Dating apps are booming in lockdown — no longer just a way of hooking up but also of simple interaction at a time when the coronavirus inflicts loneliness on millions.
Rodrigo, 18, had never considered joining a dating app until the months of lockdown boredom finally forced his hand.
"At the start, we told ourselves the crisis will pass, that we just have to have a bit patience. But when temporary becomes permanent, you have to try new things," he said.
With school mostly online and limited options for going out with friends, "I had the feeling I was spending my entire life with my parents."
Rodrigo now visits dating apps every day. More than just chasing the thrill of a hook-up, they have become a place to simply hang out.
He has made friends with four people his age through the apps and chats with them daily — a way of "relieving the stress and frustration" of the pandemic, he says.
"It's all we have left," he sighs, especially since Portugal was plunged back into lockdown last month.

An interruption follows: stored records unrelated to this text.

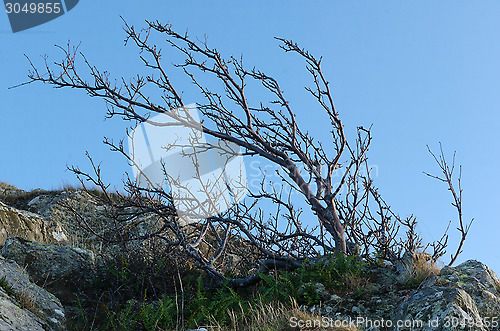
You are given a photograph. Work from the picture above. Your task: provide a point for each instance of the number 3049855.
(33, 8)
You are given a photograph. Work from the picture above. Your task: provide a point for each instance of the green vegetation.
(191, 300)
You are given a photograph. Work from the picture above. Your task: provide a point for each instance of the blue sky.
(421, 73)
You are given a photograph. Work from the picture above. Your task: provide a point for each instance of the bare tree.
(349, 210)
(447, 172)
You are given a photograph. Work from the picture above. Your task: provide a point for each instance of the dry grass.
(420, 270)
(277, 316)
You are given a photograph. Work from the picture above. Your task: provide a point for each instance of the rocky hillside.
(56, 275)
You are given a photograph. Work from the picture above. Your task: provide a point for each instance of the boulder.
(465, 297)
(24, 305)
(62, 270)
(27, 225)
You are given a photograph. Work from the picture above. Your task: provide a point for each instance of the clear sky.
(421, 73)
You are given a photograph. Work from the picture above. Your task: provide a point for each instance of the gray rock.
(62, 270)
(24, 305)
(465, 296)
(27, 225)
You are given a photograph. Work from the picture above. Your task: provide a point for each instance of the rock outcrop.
(465, 297)
(27, 225)
(62, 270)
(24, 305)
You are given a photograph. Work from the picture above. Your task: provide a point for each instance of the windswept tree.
(352, 217)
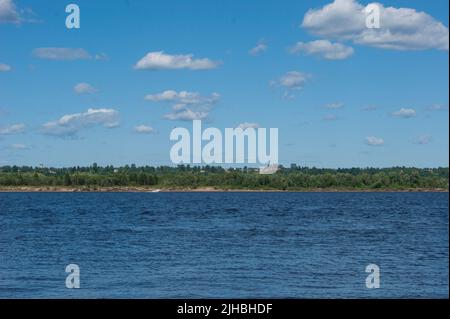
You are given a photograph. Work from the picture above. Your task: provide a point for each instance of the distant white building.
(270, 169)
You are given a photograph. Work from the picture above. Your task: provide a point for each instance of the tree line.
(186, 176)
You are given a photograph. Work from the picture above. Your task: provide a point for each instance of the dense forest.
(191, 177)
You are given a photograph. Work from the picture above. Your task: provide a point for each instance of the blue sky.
(110, 92)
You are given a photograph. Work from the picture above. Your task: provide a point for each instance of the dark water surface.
(177, 245)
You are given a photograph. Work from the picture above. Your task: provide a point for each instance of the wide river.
(210, 245)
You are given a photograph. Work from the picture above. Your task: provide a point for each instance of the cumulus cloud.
(13, 129)
(323, 49)
(260, 47)
(400, 28)
(186, 114)
(247, 125)
(9, 12)
(183, 97)
(71, 124)
(61, 54)
(405, 113)
(187, 105)
(424, 139)
(144, 129)
(160, 61)
(374, 141)
(4, 67)
(369, 108)
(330, 117)
(18, 147)
(291, 81)
(84, 88)
(334, 106)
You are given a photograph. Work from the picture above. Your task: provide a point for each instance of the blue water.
(205, 245)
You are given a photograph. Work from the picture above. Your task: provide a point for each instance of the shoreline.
(59, 189)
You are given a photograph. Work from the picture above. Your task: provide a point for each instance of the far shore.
(64, 189)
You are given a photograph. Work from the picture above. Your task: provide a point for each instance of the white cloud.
(424, 139)
(438, 107)
(260, 47)
(292, 80)
(400, 28)
(184, 97)
(188, 105)
(101, 57)
(160, 60)
(323, 49)
(369, 108)
(71, 124)
(9, 12)
(405, 113)
(330, 117)
(374, 141)
(4, 67)
(247, 125)
(13, 129)
(18, 147)
(61, 54)
(84, 88)
(144, 129)
(334, 106)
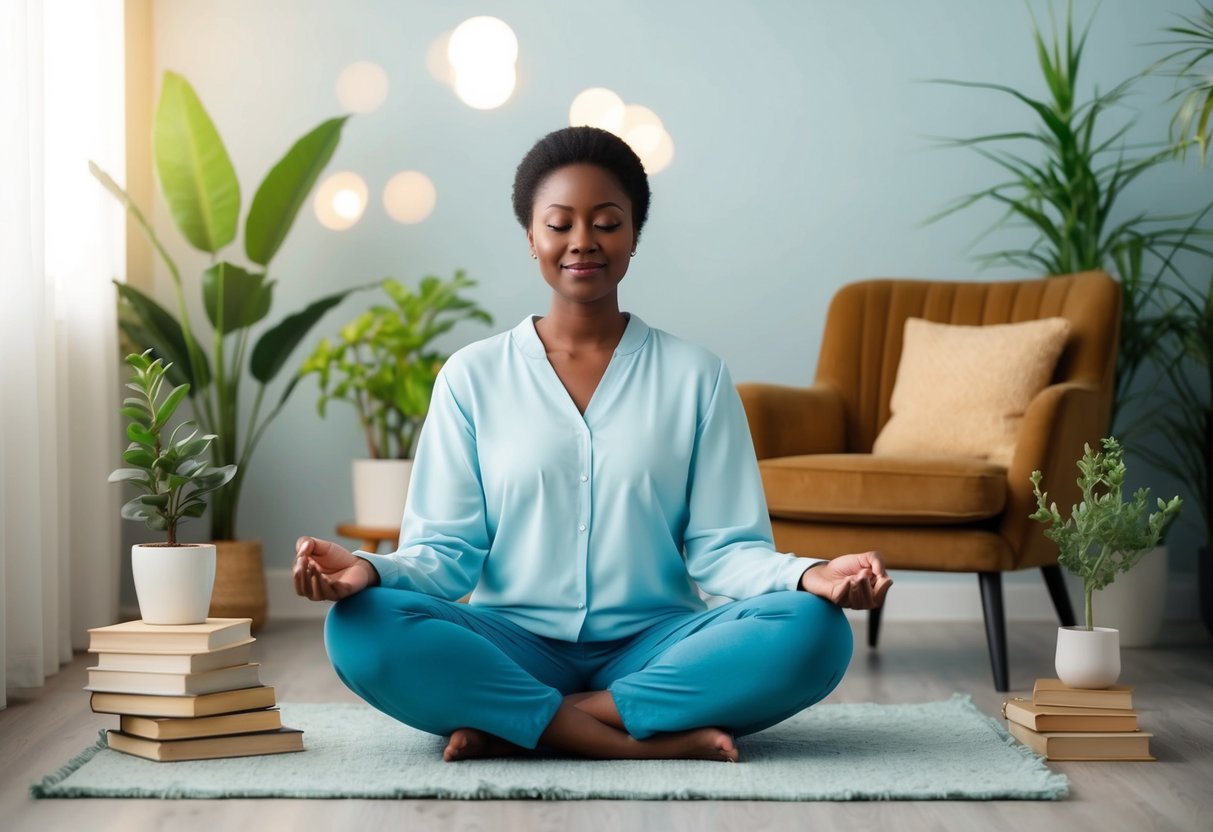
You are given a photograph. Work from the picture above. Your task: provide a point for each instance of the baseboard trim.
(916, 599)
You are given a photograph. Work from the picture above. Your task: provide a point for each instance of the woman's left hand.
(854, 581)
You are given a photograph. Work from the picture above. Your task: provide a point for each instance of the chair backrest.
(861, 345)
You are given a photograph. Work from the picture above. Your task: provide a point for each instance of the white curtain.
(62, 240)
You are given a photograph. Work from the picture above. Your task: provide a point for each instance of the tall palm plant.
(1068, 181)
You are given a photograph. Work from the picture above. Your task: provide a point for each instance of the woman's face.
(581, 232)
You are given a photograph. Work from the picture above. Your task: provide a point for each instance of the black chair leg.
(996, 626)
(873, 625)
(1055, 582)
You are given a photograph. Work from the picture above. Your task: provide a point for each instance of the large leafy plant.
(382, 362)
(1104, 534)
(171, 474)
(200, 187)
(1068, 183)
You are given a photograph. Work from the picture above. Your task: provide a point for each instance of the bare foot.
(710, 744)
(471, 744)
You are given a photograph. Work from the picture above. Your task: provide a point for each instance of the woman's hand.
(326, 571)
(854, 581)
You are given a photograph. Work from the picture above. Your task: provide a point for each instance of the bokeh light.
(597, 107)
(409, 197)
(482, 52)
(340, 200)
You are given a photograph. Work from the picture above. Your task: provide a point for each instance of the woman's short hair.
(581, 146)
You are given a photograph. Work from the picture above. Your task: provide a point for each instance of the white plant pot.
(174, 583)
(1088, 657)
(1135, 603)
(380, 489)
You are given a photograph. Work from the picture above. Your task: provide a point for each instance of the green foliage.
(1104, 535)
(171, 474)
(200, 187)
(383, 365)
(1069, 180)
(1190, 125)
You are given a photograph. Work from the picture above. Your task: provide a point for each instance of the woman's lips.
(584, 269)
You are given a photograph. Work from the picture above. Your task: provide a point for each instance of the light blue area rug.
(934, 751)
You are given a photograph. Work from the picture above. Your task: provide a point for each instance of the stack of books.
(1065, 723)
(186, 691)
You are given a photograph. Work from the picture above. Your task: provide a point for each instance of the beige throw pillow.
(963, 389)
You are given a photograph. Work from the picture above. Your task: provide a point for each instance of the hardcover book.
(138, 637)
(205, 705)
(140, 682)
(172, 728)
(237, 745)
(177, 662)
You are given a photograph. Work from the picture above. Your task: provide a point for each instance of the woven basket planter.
(239, 581)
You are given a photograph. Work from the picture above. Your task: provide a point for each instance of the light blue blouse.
(586, 528)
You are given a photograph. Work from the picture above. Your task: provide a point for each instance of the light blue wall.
(803, 161)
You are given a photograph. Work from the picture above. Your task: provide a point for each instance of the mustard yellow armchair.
(827, 494)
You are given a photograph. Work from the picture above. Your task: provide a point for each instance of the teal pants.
(439, 666)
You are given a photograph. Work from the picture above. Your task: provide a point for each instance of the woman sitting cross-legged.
(584, 474)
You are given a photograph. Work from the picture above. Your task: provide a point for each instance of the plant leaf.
(275, 345)
(234, 298)
(285, 188)
(195, 172)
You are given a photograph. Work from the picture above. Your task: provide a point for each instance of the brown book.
(1085, 746)
(209, 747)
(1054, 691)
(138, 682)
(138, 637)
(1054, 718)
(205, 705)
(177, 662)
(175, 728)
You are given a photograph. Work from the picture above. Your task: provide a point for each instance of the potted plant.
(1070, 178)
(203, 194)
(1104, 535)
(172, 580)
(383, 364)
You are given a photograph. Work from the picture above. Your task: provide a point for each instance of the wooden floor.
(41, 729)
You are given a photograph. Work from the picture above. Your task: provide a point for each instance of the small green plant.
(1104, 535)
(172, 476)
(382, 363)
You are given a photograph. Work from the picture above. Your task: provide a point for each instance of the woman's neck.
(573, 328)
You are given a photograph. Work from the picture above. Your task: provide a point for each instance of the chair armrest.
(1057, 423)
(790, 421)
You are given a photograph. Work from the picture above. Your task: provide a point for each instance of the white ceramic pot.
(1088, 657)
(174, 583)
(380, 489)
(1135, 603)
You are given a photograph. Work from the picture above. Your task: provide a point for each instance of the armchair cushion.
(964, 389)
(887, 490)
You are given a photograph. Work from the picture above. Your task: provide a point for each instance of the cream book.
(1085, 746)
(138, 637)
(237, 745)
(141, 682)
(205, 705)
(1054, 718)
(1054, 691)
(170, 728)
(177, 662)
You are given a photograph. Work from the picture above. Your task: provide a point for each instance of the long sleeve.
(444, 535)
(728, 539)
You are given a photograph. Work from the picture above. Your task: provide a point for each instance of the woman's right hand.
(326, 571)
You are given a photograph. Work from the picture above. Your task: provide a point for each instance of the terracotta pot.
(172, 582)
(239, 581)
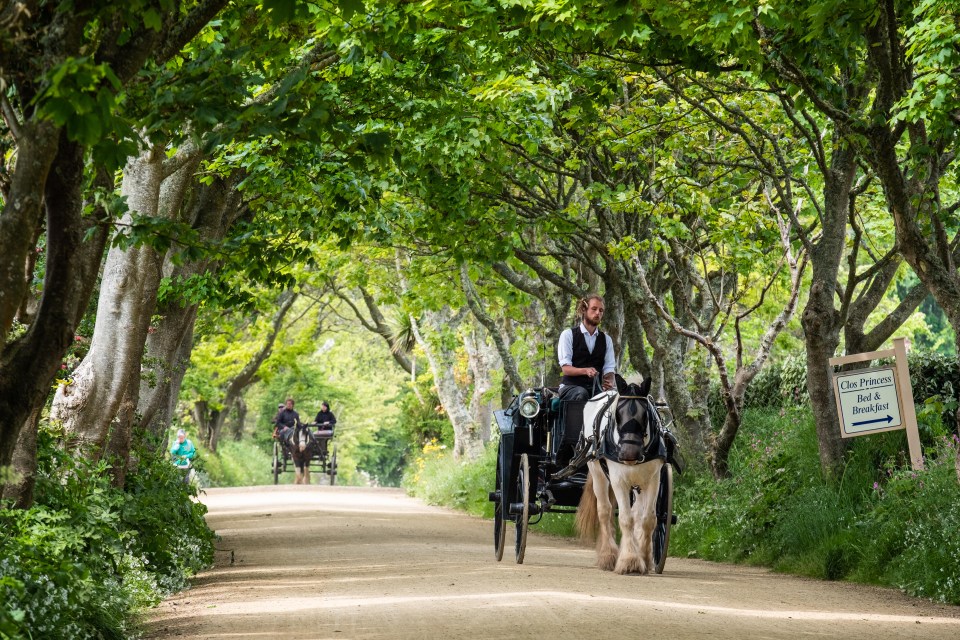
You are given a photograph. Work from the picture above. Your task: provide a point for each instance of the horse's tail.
(587, 523)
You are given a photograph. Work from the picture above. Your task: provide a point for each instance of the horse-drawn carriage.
(550, 448)
(302, 445)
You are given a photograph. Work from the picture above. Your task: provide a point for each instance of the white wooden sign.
(880, 399)
(868, 401)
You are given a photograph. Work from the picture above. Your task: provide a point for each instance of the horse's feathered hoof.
(632, 566)
(607, 561)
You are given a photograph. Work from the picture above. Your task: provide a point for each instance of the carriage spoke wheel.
(523, 494)
(499, 524)
(661, 534)
(276, 462)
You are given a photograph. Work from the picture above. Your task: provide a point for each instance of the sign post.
(878, 399)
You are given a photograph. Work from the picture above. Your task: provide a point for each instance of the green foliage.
(881, 523)
(87, 556)
(242, 463)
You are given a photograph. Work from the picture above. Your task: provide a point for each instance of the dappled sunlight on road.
(346, 563)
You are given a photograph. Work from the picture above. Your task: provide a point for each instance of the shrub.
(86, 556)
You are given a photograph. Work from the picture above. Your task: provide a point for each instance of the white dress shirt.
(565, 348)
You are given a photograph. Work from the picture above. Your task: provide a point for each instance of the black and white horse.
(630, 453)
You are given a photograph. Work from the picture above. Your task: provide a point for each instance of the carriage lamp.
(529, 405)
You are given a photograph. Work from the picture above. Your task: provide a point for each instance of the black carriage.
(324, 453)
(539, 434)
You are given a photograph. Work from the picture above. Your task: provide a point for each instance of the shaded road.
(343, 562)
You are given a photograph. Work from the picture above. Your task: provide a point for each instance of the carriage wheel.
(276, 462)
(661, 534)
(499, 524)
(333, 466)
(523, 519)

Match, the group that includes several leading apps such as Tinder, Hinge and Meetic, says it added more than a million users in the last quarter of 2020, up some 12 per cent to around 11 million worldwide.
"It sounds like a cliché, but the apps have really kept me from sinking," said Sebastien, a 19-year-old student in France.
"When we can't go to college, and the bars, restaurants, and cinemas are all closed, we spend entire days on our own, stewing. It's horrific," he said.
Watching yourself date
Exchanges start by text before moving on to video chats — a function that dating apps have increasingly focused on since the pandemic ruled out the usual next step of a physical date.
Martha, a 41-year-old Londoner, has found Zoom dating a bit of a slog, even if it saves her having to bother with perfume.
"The biggest challenge I found with Zoom dating... was how strange it is to watch yourself talking and laughing," she said.
She suspects a lot of people felt like her — that the pandemic might actually be an opportunity to focus on meeting Mr or Mrs Right, "but somehow it's harder to motivate myself when I don't know when I'll meet them in person, when I'll be able to have a flirt and a snog."
Martha did eventually meet someone. She's not sure if it will last, but it has at least provided a little companionship through the dark winter months of Britain's extended lockdown.
Others have had overnight success.
Ana, 31, a Spaniard from Valladolid, took less than 24 hours to find someone on Tinder and they have remained a couple since.
"Towards the end of 2020, I convinced myself to give it a try for a few days, while vowing that if the conversations made me feel uncomfortable, or if I didn't find a shoe that fits, that I would drop it," she said.
On the other side of the world in Tokyo, 32-year-old Ambroise, a translator, has not been so lucky so far.
Unwilling to risk meeting in person, she says most of her connections have fizzled out after a while, even if Tinder has provided an outlet when her morale dips.
"I don't really have hope [of finding love] online... but no hope at all in real life," she said, adding that when she leaves the house "I'm wearing a mask, and often comfy clothes with no make up... you know, pandemic fashion!"